I'm writing Mr Beattie's life story for a talk at U3A (University of the Third Age). I really thought I knew Beattie, having written about him for the web site 6 years ago. I read a lot of stuff at the time and thought I had it pretty right. I was wrong.
John Watt Beattie came to Tasmania purely by chance. A weird set of circumstances really. I'd read about his father's (pictured above) fight with the church but I never realised how random that all was. The church features heavily in his life and Scotland in the 1860s was a pretty serious place. As a church elder and in his 40s you would think he was at the top of his game, in his prime. But the matter of music in the church so upset him that he started making rash decisions. First he resigned from the church and then he cut all ties. But that wasn't enough and he decided the family would have to emigrate to get away from this offence. His eyesight was failing which is a terrible thing for a photographer. (My own father's eyesight failed him late in life and I saw how that affected him.) Young John Watt Beattie was reading to his father and one night from a book on sheep farming in Australia. Old Beattie jumps up, and decides on the spot that the only solution was to go far enough away so he couldn't hear the music!

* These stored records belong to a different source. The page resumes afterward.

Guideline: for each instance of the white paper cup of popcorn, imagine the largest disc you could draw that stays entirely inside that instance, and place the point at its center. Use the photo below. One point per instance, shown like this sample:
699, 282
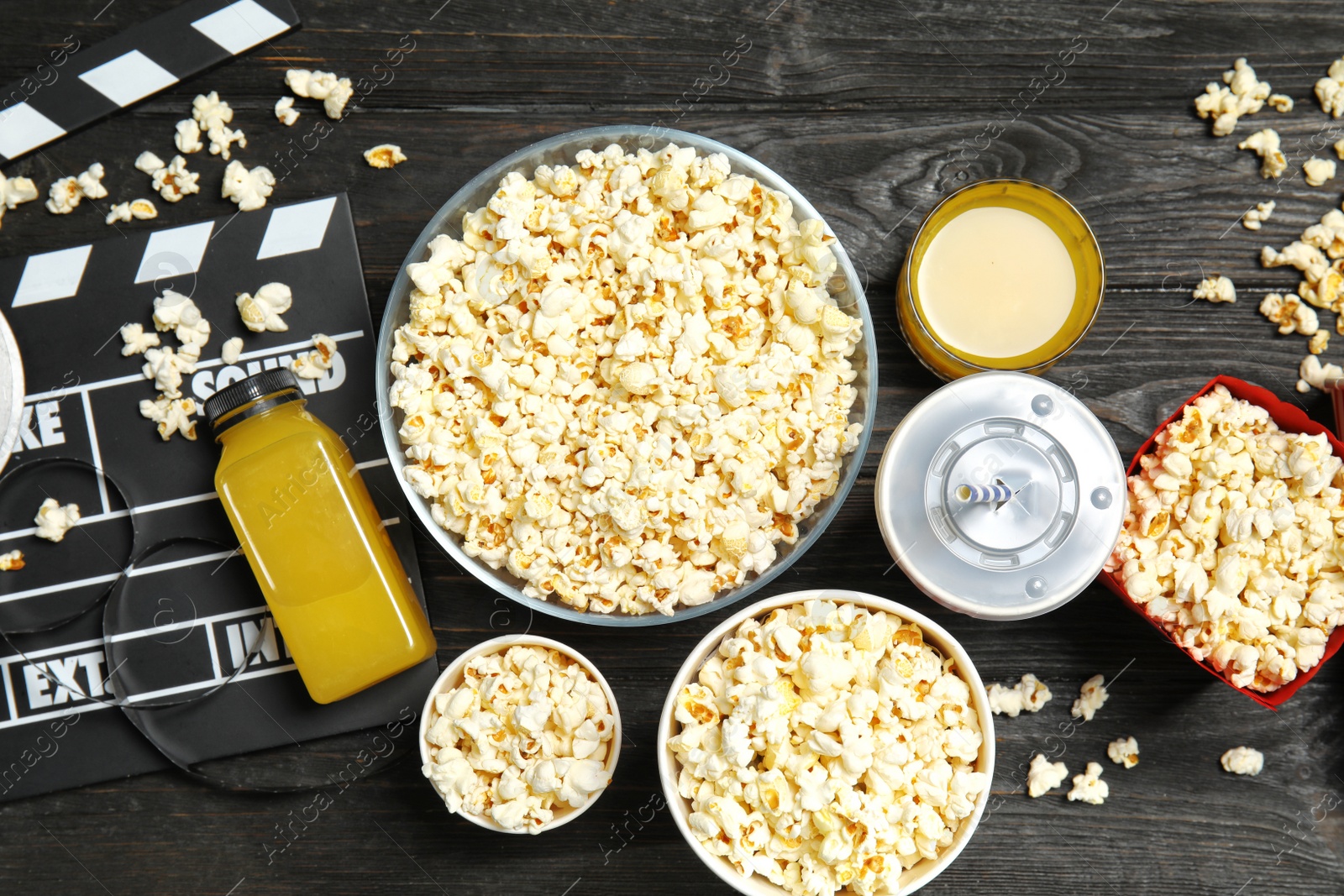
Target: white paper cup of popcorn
521, 735
843, 673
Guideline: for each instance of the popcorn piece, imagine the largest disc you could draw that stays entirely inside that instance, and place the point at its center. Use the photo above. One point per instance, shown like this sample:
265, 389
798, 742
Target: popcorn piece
232, 349
15, 191
148, 163
174, 181
136, 340
507, 741
65, 196
91, 181
1243, 761
313, 365
1317, 170
179, 313
831, 738
165, 369
213, 114
286, 110
1030, 694
1045, 775
1267, 145
138, 208
1230, 540
669, 396
1243, 94
322, 85
1089, 788
248, 188
1330, 90
1090, 699
1314, 374
383, 156
172, 416
1216, 289
1290, 313
54, 519
1256, 217
261, 312
1124, 752
187, 137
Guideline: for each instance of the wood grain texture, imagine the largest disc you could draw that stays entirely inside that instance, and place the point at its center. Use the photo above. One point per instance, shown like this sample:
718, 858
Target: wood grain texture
871, 110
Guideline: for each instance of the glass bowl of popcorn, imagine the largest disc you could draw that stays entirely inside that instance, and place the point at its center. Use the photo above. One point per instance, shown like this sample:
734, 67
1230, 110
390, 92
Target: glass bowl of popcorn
625, 376
827, 741
521, 735
1233, 544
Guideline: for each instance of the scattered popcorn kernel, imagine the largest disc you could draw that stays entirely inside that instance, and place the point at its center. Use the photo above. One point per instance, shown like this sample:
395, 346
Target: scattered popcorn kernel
1089, 788
91, 181
232, 349
261, 312
172, 416
322, 85
1256, 217
248, 188
1240, 94
1216, 289
187, 137
54, 519
1030, 694
1124, 752
383, 156
213, 114
174, 181
528, 732
1090, 699
839, 739
1267, 145
65, 196
1317, 375
313, 365
1317, 170
1243, 761
138, 208
1330, 90
148, 163
1045, 775
136, 338
13, 191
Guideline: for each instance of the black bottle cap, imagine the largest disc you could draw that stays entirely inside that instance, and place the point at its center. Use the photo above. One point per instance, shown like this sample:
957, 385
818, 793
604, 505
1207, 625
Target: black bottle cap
276, 385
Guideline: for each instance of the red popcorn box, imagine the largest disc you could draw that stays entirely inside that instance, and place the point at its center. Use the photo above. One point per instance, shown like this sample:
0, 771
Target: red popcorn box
1290, 419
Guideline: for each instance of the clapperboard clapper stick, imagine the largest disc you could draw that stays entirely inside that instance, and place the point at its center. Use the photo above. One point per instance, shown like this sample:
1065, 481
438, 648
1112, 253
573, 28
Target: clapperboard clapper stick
139, 62
185, 631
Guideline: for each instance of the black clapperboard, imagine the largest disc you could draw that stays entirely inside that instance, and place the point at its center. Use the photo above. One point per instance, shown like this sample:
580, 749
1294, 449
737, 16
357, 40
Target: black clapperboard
71, 92
66, 309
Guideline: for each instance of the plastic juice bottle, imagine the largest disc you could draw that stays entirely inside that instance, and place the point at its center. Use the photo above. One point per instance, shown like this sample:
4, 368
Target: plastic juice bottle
315, 540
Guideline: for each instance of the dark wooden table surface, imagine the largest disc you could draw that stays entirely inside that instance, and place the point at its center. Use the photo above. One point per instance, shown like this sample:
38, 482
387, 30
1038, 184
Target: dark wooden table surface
871, 109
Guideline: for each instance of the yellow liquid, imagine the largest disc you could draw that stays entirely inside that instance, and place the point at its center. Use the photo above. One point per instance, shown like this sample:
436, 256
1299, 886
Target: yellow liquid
980, 312
320, 553
996, 282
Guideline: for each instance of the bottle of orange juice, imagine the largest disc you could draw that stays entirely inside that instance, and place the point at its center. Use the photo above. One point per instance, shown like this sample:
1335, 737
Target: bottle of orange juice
315, 540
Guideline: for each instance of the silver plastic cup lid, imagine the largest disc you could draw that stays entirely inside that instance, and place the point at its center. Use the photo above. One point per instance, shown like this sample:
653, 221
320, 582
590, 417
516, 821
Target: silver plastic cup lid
1000, 496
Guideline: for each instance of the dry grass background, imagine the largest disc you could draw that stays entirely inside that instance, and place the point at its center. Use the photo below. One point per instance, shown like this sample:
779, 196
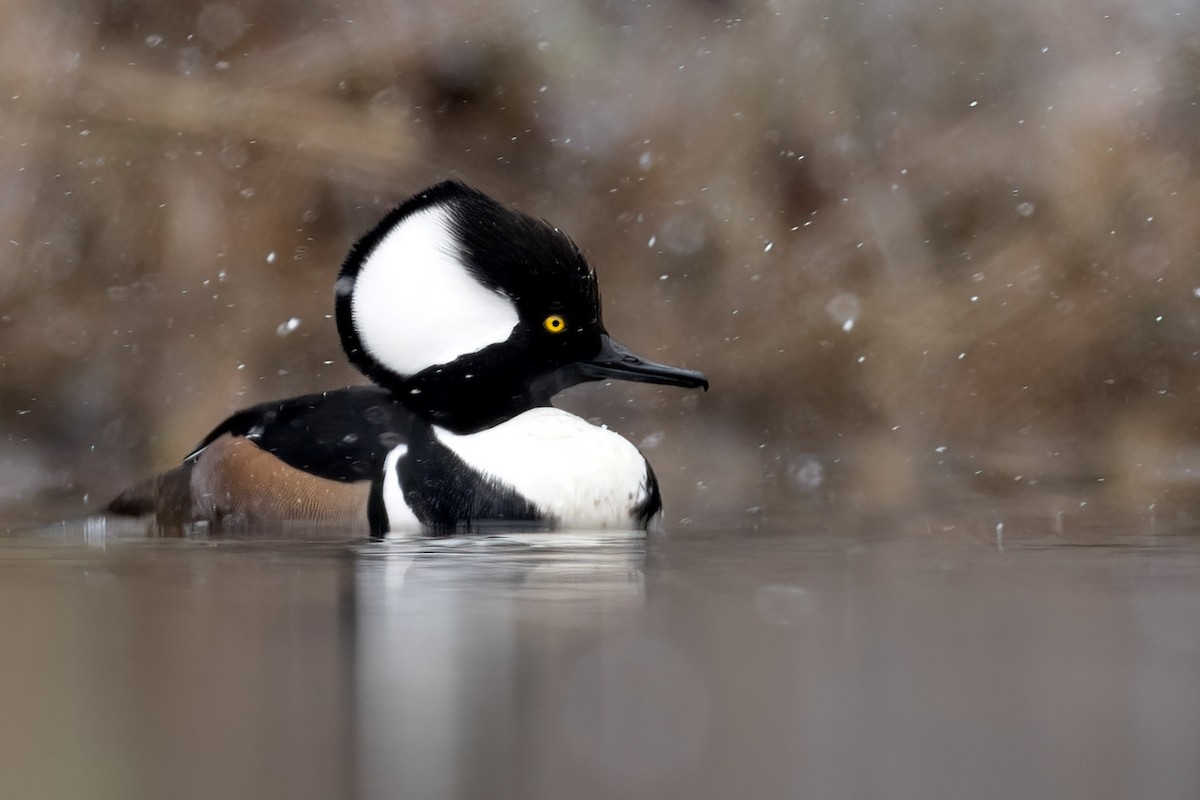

Young John was dispatched to Australia to scout the land for opportunities. He spent time in Melbourne and then travelled by boat to Launceston. The place did not make a good impression on him at all. I think it's fair to say, reading the letter he wrote to his father, that he hated it. He points out that Tasmania is incredibly beautiful but business was bad here and sheep farming was doomed to fail miserably. Beattie senior would hear nothing of that and packed the whole family off to Tasmania. They settled in New Norfolk and farmed sheep. And they failed miserably, losing all their money. Young John showed such great promise as a photographer that two different people offered to start him in business, the first offering to put up two hundred pounds which was a fortune in those days. He accepted the second offer from the Anson Brothers and that was the start of his career and his lasting contributions to Tasmania.
It seems to me that Beattie's success in Tasmania and in fact his very arrival was such a roll of the dice. If he had packed up and gone back to Scotland with his father and family, Beattie's Studio might never have happened.